Average error: 0.077


The average error is 0.077, which is only marginally better than the previous model's performance.

In [23]:
calibration_error = round(100 * (np.mean(predictions) / (1 - sum(~rookies['all_nba'])/rookies.shape[0]) - 1), 1)
descriptor = "many" if calibration_error >= 0 else "few"
print("The model predicts ", abs(calibration_error), "% too ", descriptor, " All-NBA players")

The model predicts  30.6 % too  many  All-NBA players


A larger improvement is evident regarding the calibration.

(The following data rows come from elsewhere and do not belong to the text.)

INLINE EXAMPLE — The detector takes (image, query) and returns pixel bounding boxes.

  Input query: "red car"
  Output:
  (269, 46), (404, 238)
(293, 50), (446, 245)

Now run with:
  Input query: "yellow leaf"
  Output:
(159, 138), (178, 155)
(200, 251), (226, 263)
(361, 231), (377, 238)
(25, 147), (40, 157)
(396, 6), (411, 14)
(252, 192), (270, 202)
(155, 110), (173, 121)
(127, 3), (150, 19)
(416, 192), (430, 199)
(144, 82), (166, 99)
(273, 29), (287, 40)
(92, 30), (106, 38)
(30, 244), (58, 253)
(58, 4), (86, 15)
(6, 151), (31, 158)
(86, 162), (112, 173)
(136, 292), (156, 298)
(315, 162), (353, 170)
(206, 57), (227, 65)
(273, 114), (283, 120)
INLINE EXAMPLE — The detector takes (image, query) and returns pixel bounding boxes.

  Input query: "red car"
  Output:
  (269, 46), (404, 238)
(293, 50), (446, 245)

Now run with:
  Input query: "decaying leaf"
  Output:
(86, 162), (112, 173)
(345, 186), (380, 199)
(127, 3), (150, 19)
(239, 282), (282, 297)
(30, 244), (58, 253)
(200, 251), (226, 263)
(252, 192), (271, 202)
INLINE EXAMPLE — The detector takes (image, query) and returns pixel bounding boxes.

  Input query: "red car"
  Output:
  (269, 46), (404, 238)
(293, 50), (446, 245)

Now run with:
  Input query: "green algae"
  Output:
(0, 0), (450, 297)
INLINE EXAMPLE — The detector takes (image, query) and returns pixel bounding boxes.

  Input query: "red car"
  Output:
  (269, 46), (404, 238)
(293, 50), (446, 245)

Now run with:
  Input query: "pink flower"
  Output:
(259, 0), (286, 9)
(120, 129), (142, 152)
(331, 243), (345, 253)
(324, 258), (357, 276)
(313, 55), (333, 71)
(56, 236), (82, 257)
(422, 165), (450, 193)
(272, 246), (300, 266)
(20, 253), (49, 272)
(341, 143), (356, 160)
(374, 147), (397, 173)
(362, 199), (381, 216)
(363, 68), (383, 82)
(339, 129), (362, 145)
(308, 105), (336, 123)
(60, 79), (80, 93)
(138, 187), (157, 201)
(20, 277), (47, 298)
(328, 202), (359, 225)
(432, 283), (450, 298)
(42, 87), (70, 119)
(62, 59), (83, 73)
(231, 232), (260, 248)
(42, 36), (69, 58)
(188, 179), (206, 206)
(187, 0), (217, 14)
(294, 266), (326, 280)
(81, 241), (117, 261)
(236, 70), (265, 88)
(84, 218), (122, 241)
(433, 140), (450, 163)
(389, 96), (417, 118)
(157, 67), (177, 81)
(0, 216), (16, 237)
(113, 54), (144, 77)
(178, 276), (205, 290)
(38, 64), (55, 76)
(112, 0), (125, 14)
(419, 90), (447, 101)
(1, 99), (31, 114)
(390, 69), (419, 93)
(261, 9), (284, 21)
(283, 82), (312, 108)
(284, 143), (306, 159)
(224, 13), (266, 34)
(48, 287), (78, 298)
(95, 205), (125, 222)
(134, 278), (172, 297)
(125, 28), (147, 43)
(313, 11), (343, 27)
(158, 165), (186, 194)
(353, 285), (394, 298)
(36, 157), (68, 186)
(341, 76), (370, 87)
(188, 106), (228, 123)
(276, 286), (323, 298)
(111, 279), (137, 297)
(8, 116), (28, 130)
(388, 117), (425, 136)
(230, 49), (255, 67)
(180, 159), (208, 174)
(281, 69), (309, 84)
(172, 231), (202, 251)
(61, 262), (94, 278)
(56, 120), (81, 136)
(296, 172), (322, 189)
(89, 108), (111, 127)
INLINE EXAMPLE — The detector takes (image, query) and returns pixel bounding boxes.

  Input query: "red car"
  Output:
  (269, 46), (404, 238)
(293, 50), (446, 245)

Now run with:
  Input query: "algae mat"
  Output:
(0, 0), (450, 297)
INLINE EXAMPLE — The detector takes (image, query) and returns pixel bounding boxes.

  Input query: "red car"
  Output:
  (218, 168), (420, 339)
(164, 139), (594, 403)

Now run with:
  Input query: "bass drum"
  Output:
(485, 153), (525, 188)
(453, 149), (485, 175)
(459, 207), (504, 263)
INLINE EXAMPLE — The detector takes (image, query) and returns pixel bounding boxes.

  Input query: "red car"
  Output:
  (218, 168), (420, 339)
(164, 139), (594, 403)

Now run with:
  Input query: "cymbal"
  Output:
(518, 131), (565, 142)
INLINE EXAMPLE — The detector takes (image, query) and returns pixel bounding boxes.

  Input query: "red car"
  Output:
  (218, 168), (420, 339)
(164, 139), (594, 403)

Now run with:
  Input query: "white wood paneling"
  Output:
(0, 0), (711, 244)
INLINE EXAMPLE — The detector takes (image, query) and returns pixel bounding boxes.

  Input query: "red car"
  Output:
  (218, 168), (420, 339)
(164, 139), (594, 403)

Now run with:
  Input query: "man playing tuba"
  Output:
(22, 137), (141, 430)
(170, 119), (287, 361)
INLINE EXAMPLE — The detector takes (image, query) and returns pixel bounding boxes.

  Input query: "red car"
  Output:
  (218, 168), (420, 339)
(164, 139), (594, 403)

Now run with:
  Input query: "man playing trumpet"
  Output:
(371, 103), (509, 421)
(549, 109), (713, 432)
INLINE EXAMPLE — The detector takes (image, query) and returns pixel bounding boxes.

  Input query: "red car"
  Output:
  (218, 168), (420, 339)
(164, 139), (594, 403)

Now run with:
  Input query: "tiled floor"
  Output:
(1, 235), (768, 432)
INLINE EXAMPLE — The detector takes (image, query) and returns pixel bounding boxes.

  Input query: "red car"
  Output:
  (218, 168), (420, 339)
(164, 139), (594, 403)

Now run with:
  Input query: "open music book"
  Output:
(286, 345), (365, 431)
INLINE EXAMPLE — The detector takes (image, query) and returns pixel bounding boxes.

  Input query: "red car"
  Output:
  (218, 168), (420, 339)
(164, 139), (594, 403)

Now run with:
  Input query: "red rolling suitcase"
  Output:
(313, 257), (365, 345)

The overestimation of the number of All-NBA players drops from 44.3 percent to 30.6 percent.

## Fourth Model: Further Improved Random Forest Regressor

Let's try to further improve this model by performing the same process again but with more refined options for the hyperparameters.

In [28]:
param_grid = {'bootstrap': [True], 'max_depth': [60, 70, 80], 'max_features': ['sqrt'],
              'min_samples_leaf': [3, 4, 5], 'min_samples_split': [2, 4, 6], 'n_estimators': [500, 600, 700]
}
# Create a based model
m4 = RandomForestRegressor()
# Instantiate the grid search model
m4_gs = GridSearchCV(estimator = m4, param_grid = param_grid, cv = 3, n_jobs = -1)

In [29]:
m4_gs.fit(X_train, y_train)
m4_gs.best_params_

{'bootstrap': True,
 'max_depth': 70,
 'max_features': 'sqrt',
 'min_samples_leaf': 5,
 'min_samples_split': 2,
 'n_estimators': 500}

In [30]:
m4_best = m4_gs.best_estimator_
predictions = m4_best.predict(X_test)
errors = abs(predictions - y_test)
print('Average error:', round(np.mean(errors), 3))

Average error: 0.077


We see that with the new slate of hyperparameters, the average error remains the same.

In [31]:
calibration_error = round(100 * (np.mean(predictions) / (1 - sum(~rookies['all_nba'])/rookies.shape[0]) - 1), 1)
descriptor = "many" if calibration_error >= 0 else "few"
print("The model predicts ", abs(calibration_error), "% too ", descriptor, " All-NBA players")

The model predicts  29.7 % too  many  All-NBA players


The calibration error also remains quite similar. This suggests that the performance of this model is about as strong as can be attained given the data on hand and modeling method.